Die Strafe waren 26 Euro, die ich anschließend bezahlen durfte.

Der Essenspreis in der Osteria Bea Vita ist der Negativtipp dieser Reise. Unbedingt vorher genau fragen, was es kostet. Trotzdem ist der Platz bei gutem Wetter bezaubernd, wenn die Tische draußen frei sind. Aber Venedig ohne Nepp ist nicht Venedig und so verflog unser Ärger schnell.

Im Anschluss erkundeten wir weiter den Stadtteil. Der scheint niedriger zu liegen als der unserer Wohnung. Hier war bei vielen Häusern ein Schutz vor Überschwemmung an der Tür montiert.
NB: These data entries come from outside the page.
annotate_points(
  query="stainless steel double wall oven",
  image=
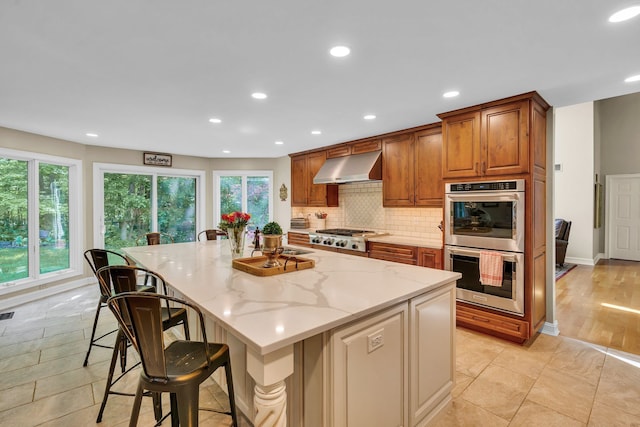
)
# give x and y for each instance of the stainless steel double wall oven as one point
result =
(486, 216)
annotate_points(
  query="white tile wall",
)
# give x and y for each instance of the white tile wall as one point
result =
(361, 207)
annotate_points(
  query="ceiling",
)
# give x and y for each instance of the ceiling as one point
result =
(149, 75)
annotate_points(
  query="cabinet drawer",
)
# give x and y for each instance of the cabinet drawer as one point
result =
(366, 146)
(506, 327)
(300, 239)
(395, 253)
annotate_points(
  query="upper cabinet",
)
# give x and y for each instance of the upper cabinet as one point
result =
(303, 191)
(411, 169)
(489, 140)
(353, 148)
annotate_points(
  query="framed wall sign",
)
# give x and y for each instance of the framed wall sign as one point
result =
(157, 159)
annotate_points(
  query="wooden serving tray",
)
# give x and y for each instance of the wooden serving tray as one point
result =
(254, 265)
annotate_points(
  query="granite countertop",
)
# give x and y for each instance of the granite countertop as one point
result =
(269, 313)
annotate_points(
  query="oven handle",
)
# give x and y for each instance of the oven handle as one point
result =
(476, 253)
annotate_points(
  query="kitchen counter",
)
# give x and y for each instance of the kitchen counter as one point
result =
(269, 315)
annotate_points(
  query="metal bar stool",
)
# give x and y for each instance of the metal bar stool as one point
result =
(117, 279)
(179, 367)
(211, 234)
(98, 258)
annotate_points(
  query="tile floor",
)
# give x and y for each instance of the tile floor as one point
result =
(555, 381)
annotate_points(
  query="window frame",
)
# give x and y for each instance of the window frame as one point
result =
(76, 222)
(244, 173)
(99, 169)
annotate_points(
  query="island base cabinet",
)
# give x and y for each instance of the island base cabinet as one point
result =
(370, 371)
(432, 321)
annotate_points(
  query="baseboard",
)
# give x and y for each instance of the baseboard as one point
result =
(550, 328)
(27, 297)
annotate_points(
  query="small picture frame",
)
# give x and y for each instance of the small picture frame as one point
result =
(157, 159)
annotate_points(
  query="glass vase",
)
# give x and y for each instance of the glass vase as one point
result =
(236, 241)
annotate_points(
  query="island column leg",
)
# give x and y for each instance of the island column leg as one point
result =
(270, 395)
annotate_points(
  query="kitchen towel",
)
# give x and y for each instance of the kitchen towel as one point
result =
(491, 268)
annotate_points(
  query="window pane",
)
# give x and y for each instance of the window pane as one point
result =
(14, 256)
(230, 194)
(177, 208)
(54, 217)
(127, 208)
(258, 199)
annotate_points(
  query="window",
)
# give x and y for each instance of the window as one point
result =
(246, 191)
(40, 224)
(132, 201)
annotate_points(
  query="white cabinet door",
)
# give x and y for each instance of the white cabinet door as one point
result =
(432, 347)
(369, 372)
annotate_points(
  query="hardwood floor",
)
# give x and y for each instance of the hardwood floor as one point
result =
(601, 304)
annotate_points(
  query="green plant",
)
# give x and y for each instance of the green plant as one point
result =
(272, 228)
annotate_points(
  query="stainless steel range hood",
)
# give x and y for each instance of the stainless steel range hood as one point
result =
(353, 168)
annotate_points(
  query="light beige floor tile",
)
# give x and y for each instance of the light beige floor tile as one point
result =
(40, 371)
(581, 359)
(620, 383)
(531, 414)
(460, 413)
(605, 416)
(462, 382)
(16, 396)
(498, 390)
(19, 361)
(523, 361)
(564, 392)
(47, 409)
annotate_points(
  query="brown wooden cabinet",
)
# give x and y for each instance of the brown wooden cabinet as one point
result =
(411, 169)
(357, 147)
(391, 252)
(486, 141)
(429, 257)
(303, 191)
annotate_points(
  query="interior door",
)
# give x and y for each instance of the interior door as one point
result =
(623, 216)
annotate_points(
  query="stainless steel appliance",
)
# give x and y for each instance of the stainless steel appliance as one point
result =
(508, 297)
(343, 239)
(486, 216)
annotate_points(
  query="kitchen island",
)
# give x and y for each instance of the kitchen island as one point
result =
(354, 341)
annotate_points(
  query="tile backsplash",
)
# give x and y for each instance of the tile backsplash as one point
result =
(361, 207)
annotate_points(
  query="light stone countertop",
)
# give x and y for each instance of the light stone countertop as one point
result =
(269, 313)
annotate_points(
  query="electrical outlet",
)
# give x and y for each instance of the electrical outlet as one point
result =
(375, 340)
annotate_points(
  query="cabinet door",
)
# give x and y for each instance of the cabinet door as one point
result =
(317, 195)
(432, 360)
(505, 139)
(461, 145)
(398, 180)
(429, 189)
(299, 180)
(431, 258)
(370, 371)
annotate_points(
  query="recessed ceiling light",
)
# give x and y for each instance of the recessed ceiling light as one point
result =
(340, 51)
(625, 14)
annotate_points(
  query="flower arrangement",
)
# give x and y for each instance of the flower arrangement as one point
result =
(234, 220)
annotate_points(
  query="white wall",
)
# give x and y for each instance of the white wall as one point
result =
(574, 145)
Hochwasser (Aqua Alta) tritt jedoch eher im Herbst oder Frühjahr auf.

Dieser Teil Venedigs wirkt sehr malerisch und wenig überlaufen.
Wir überquerten so manche kleine "romantische" Brücke.
Hier fand Augenstern viele ihrer beliebten künstlerischen Fotomotive.
Ich jedoch knipse eher dokumentarisch für den Block.

Manchmal geht aber auch mit mir der kleine Fotokünstler durch. An diesem Motiv konnte ich nicht vorbeigehen. Die Schornsteine erinnerten mich an eine Fotoserie von Andre Kertesz, aus New York, da musste auch ich mich beweisen. Mal sehen, wer von uns zuerst im Museum hängt?!

Als nächstes steuerten wir das jüdische Viertel im Quartier an. Der Begriff Ghetto soll hier geprägt worden sein. Auch heute leben hier Menschen jüdischen Glaubens.
Juden, die im Mittelalter aus anderen christlichen Städten verjagt wurden, fanden in Venedig Zuflucht.

Bei den venezianischen Kaufleuten galt der Grundsatz, mit wem ich Handel treibe, den toleriere ich. In anderen Norditalienischen Städten fanden Pogrome statt, hier nicht. So lebten Juden hier in Frieden, bis die Eltern meiner Mutter sie ab 1943 ins Gas schickten.

Auf den Gedenktafeln oben sind die Orte der Vernichtungslager und die Anzahl der Ermordeten dokumentiert.
Ganz in der Nähe entdeckten wir den Platz der Deutschen (Tedeschi). Hier betrieben die deutschen Händler ihre Kontore, von hier starteten ihre Transporte über die Alpen.

Auf dem Weg nach Hause sahen wir diese schlafenden Illegalen. Sonst verkaufen sie meist Nachgemachtes von Gucci und Co. So versuchen sie die Passage nach Europa abzubezahlen. Oft verlangt die Polizei auch noch Schutzgeld. Sie stehen ganz unten auf der sozialen Leiter.